Marie Louise Élisabeth Vigée-Lebrun Selbstbildnis der Malerin
Frau Rubens
Manchmal ist es notwendig, dass eine Königin interveniert.
Die Malerin Vigée-Lebrun hatte exorbitante Einkünfte als bevorzugte Porträtmalerin von Marie-Antoinette, der Gattin von Ludwig XVI., und doch wurde ihr die Aufnahme in die Académie royale de Peinture et de Sculpture verweigert. Nicht nur ihre Umsätze waren bedeutend, auch die Qualität ihrer Gemälde konnte sich durchaus sehen lassen. Und zu allem Überfluss soll sie eine der schönsten Frauen ihrer Zeit gewesen sein. Bilder können lügen, tun es aber in diesem Fall eher nicht. Man nannte Vigée-Lebrun nicht zu Unrecht „Frau Rubens“, dessen Stil sie in den feinsten französischen Rokoko überführte.
Der Bildvergleich könnte nicht eindeutiger sein.
Natürlich lässt es die künstlerische Größe der Marie Louise nicht zu, ein Werk ihres Vorbildes Peter Paul Rubens schlicht zu kopieren. Bildauffassung, Komposition bis hin zum Schmuck ihres Hutes verraten jedoch den Bezug zum flämischen Großmeister.
Schon als Kind und auch später saugte sie alles begierig auf, was mit Malerei zu tun hatte. Sie konnte Stunden über Stunden im Atelier ihres Vaters verweilen und ihm bei der Arbeit zusehen.

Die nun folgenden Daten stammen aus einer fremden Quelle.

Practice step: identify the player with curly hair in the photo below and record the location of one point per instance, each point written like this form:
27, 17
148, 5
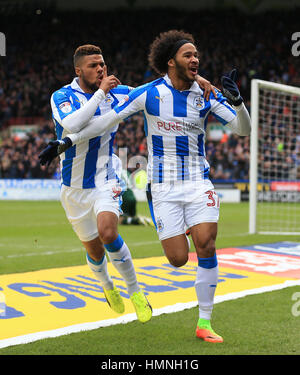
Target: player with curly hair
176, 114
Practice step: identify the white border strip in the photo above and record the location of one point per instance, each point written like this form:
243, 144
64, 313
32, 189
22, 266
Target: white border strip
25, 339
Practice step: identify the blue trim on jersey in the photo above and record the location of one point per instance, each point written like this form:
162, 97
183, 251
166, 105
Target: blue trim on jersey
145, 125
115, 102
111, 173
116, 245
90, 163
158, 152
58, 129
200, 145
208, 263
67, 164
220, 119
152, 102
182, 150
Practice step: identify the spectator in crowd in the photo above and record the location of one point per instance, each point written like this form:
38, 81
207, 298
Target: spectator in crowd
29, 76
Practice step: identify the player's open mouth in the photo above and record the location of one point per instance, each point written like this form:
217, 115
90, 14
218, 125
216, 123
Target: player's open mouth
194, 70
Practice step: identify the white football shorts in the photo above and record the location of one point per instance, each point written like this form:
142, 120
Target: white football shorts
180, 207
83, 205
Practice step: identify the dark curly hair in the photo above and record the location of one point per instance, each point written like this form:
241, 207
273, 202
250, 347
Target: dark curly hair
162, 46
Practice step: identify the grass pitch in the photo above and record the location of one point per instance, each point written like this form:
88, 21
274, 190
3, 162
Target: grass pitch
36, 235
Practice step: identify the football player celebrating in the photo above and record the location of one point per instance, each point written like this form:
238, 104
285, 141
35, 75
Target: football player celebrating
176, 112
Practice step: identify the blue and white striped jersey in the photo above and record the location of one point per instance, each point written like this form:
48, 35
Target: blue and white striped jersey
88, 163
175, 126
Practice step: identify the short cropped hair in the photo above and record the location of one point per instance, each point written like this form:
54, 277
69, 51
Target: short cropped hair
85, 50
162, 46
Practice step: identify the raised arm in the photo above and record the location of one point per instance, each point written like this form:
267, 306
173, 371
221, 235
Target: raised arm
241, 124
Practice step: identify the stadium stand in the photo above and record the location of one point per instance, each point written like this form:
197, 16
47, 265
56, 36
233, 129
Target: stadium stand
39, 61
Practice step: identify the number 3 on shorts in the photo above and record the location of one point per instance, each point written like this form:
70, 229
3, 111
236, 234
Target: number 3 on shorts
213, 196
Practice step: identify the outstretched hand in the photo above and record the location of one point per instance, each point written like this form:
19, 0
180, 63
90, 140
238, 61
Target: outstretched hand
230, 89
54, 149
108, 82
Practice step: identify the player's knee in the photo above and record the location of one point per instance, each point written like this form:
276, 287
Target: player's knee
108, 235
207, 249
178, 261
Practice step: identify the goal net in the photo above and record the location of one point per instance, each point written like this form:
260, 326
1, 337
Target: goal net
274, 159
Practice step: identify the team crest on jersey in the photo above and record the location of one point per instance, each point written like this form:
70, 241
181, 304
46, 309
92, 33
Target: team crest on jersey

Als sie nach dem Tod ihres Vaters und gegen den Widerstand ihrer Mutter – der Beruf des Künstlers ist mit Armut verbunden – beschlossen hatte, Malerin zu werden, verbrachte sie Tage, Wochen, Monate im Louvre, um die Gemälde der großen Meister zu kopieren.

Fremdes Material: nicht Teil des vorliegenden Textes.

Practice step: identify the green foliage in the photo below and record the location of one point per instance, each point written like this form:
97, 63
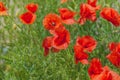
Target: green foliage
21, 53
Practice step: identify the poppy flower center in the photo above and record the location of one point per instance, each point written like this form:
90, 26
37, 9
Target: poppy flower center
27, 17
53, 24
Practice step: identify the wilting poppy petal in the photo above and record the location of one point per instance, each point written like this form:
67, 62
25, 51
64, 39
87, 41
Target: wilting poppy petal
93, 3
95, 67
47, 44
28, 18
32, 7
111, 15
87, 12
87, 42
63, 1
80, 55
3, 9
52, 21
67, 16
61, 40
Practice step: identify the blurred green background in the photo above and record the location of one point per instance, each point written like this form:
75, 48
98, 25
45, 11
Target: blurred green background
21, 53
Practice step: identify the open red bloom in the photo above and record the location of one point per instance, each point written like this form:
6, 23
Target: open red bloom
87, 12
112, 46
3, 9
87, 42
97, 72
63, 1
95, 67
114, 56
47, 44
80, 55
61, 39
32, 7
111, 15
52, 21
93, 3
27, 18
67, 16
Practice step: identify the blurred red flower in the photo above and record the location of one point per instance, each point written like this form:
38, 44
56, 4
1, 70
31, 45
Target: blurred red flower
3, 9
87, 42
87, 12
114, 56
52, 21
97, 72
80, 55
32, 7
93, 3
63, 1
27, 17
67, 16
61, 39
111, 15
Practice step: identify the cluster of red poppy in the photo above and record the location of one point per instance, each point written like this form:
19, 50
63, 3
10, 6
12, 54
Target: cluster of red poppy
60, 38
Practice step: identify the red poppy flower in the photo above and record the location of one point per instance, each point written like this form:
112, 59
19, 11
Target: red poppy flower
32, 7
95, 67
87, 12
52, 21
67, 16
87, 42
93, 3
80, 55
112, 46
111, 15
3, 9
63, 1
61, 39
27, 18
114, 56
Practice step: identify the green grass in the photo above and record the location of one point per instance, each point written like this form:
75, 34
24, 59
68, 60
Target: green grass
21, 53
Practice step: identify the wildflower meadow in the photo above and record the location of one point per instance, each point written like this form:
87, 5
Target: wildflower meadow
59, 39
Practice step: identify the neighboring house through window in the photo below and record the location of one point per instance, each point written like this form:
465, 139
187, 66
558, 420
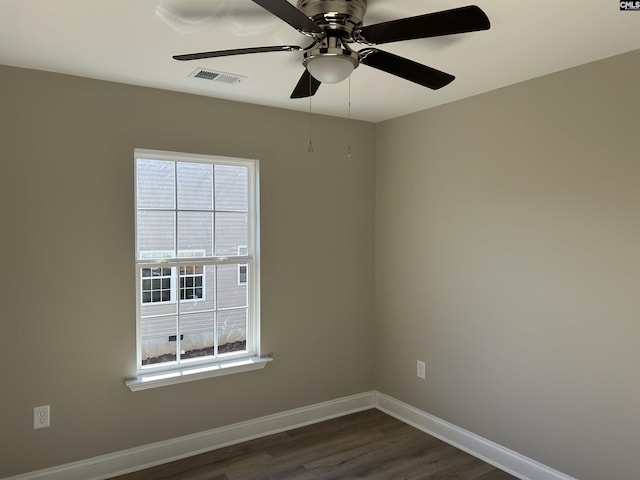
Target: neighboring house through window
196, 259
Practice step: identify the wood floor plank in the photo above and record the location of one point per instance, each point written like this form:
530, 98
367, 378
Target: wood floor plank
369, 444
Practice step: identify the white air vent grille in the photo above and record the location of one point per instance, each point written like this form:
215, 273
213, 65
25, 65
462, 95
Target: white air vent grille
213, 76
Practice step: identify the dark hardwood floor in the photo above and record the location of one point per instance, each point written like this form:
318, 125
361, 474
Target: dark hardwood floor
368, 444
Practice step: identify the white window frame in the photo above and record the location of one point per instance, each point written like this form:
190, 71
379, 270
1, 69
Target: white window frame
195, 369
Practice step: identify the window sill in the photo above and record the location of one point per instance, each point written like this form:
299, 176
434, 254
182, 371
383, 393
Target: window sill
162, 379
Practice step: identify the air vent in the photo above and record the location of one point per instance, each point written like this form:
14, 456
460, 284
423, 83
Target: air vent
213, 76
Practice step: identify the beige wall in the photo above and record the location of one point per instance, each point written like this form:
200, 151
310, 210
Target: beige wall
68, 306
507, 230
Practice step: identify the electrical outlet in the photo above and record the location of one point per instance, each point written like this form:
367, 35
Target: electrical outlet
41, 417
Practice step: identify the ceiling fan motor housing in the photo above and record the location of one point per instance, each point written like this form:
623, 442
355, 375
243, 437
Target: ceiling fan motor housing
339, 17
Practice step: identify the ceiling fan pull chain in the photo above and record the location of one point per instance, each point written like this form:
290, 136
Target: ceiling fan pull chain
350, 128
310, 147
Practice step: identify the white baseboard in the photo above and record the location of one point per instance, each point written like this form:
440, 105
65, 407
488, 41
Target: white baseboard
511, 462
125, 461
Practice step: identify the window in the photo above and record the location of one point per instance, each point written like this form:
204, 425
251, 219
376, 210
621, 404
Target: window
196, 260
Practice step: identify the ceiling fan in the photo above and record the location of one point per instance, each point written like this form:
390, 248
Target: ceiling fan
334, 24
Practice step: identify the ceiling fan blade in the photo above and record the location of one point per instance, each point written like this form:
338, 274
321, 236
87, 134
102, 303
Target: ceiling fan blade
237, 51
446, 22
290, 14
405, 68
307, 86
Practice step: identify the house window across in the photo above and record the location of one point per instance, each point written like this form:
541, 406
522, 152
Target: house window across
197, 262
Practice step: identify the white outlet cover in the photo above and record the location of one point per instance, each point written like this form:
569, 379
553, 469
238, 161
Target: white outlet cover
41, 417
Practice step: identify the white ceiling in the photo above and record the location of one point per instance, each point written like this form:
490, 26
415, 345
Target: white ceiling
132, 41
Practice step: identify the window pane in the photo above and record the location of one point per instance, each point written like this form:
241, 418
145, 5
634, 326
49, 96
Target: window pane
156, 184
231, 188
232, 331
158, 344
230, 292
195, 186
195, 234
156, 234
197, 335
207, 287
231, 232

Marie Louise Élisabeth Vigée-Lebrun porträtiert sich selbstbewusst mit den Insignien der Malerei.
Ihr Blick zum Betrachter ist im Gegensatz zu Helene Fourment nicht der einer Beobachteten, sondern offensiv dem Betrachter zugewandt. Ungewöhnlich sind auch die leicht geöffneten Lippen, die eine außergewöhnliche Offenheit, ja Modernität in das Bild bringen.

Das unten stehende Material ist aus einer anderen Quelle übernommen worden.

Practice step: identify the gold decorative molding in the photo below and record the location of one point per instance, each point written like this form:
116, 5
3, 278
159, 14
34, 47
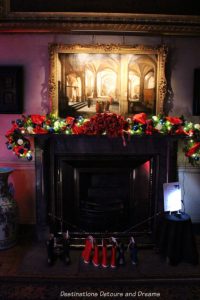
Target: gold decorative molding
95, 22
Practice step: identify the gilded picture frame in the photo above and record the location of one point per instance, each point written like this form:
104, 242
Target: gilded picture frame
87, 79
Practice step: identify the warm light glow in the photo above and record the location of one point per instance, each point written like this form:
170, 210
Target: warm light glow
172, 196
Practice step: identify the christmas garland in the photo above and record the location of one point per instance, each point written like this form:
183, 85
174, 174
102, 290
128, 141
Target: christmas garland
110, 124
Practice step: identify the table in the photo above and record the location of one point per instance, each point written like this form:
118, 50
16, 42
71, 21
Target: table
176, 240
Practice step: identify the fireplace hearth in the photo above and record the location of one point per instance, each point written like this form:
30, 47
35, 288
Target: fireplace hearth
95, 185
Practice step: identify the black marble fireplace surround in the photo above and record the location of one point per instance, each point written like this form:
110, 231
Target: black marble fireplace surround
96, 185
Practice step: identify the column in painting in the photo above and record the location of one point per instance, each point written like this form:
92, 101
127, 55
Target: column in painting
123, 102
8, 212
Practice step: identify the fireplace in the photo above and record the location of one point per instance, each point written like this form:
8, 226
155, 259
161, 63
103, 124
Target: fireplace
95, 185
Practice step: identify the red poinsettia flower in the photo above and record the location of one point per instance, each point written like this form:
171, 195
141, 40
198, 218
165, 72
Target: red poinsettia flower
174, 120
70, 120
38, 119
19, 150
193, 149
77, 129
10, 132
140, 118
39, 130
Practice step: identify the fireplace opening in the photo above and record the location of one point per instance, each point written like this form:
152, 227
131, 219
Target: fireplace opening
103, 193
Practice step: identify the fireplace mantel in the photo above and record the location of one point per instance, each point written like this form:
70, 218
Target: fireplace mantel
48, 147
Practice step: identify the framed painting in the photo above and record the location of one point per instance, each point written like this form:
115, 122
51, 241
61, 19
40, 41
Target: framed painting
11, 89
87, 79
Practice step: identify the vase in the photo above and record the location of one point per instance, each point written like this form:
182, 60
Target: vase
8, 211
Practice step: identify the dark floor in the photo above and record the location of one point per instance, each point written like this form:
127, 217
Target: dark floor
24, 274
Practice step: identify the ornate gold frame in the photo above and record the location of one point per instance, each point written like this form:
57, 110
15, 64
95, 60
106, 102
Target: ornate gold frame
160, 52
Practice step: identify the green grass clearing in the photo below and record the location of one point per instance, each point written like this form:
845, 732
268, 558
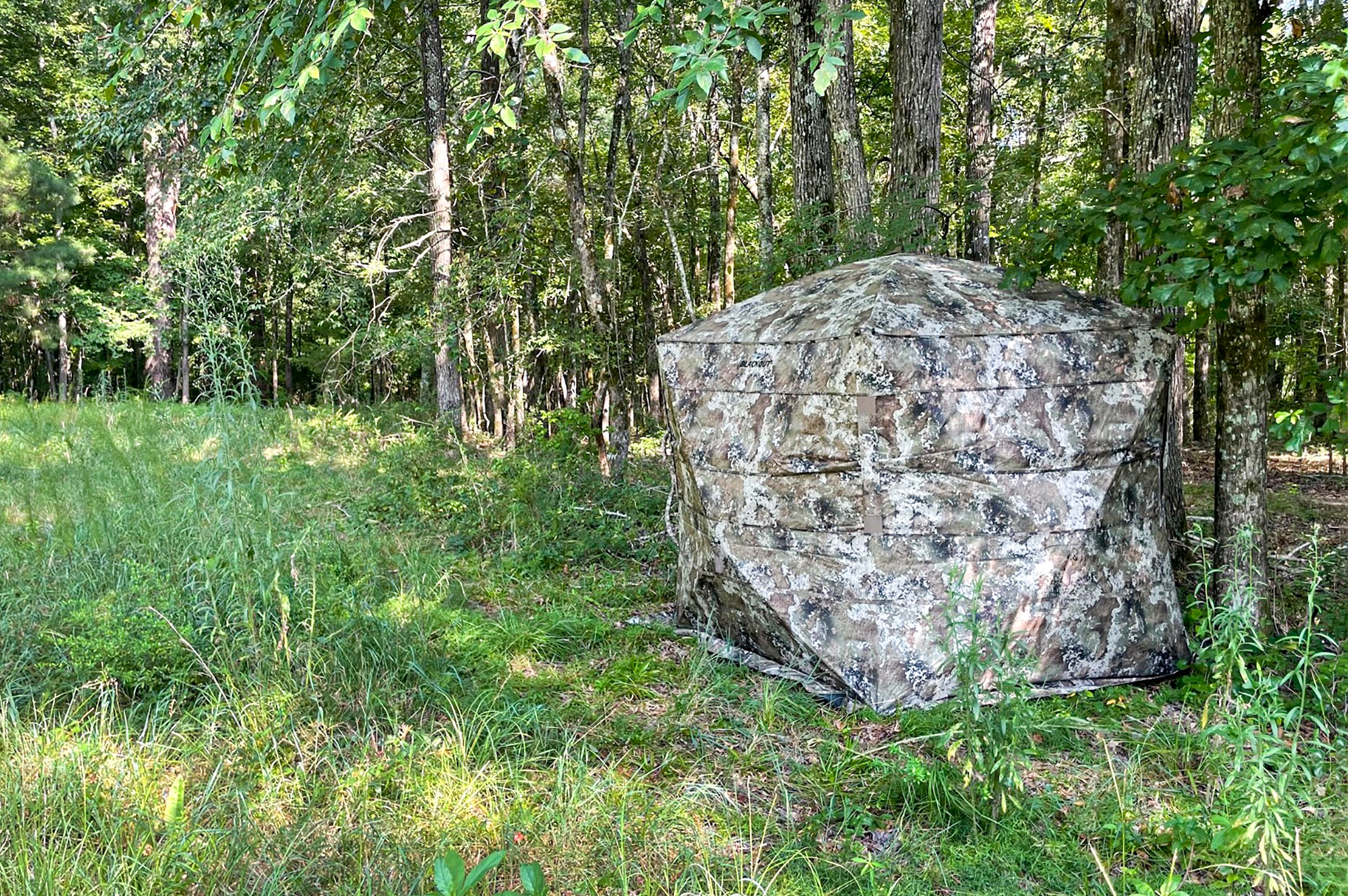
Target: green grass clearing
308, 651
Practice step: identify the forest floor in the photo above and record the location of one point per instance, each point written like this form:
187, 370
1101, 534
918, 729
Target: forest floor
309, 651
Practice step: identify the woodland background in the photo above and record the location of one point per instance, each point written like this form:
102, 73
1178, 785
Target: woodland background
331, 478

Des Weiteren bezieht sich ihr Selbstporträt von 1782 nicht nur explizit auf den Großmeister des Barock, Peter Paul Rubens, sondern übersetzt dessen Malerei in das Rokoko.
Vigée-Lebrun stellt sich nicht nur als selbstbewusste Malerin dar, sondern auch als emanzipierte Frau. In ihren Selbstporträts erkennt man eine Modernität, die bei anderen Malerinnen der Epoche nicht zu finden ist. Natürlich wurde Marie Louise Élisabeth Vigée-Lebrun wegen dieser – erotisch zu nennenden – Selbstdarstellung kritisiert. Man fand es ungehörig, sich lächelnd und mit entblößten Zähnen darzustellen. Die natürliche Lebendigkeit wird durch ihren virtuosen Malstil unterstrichen.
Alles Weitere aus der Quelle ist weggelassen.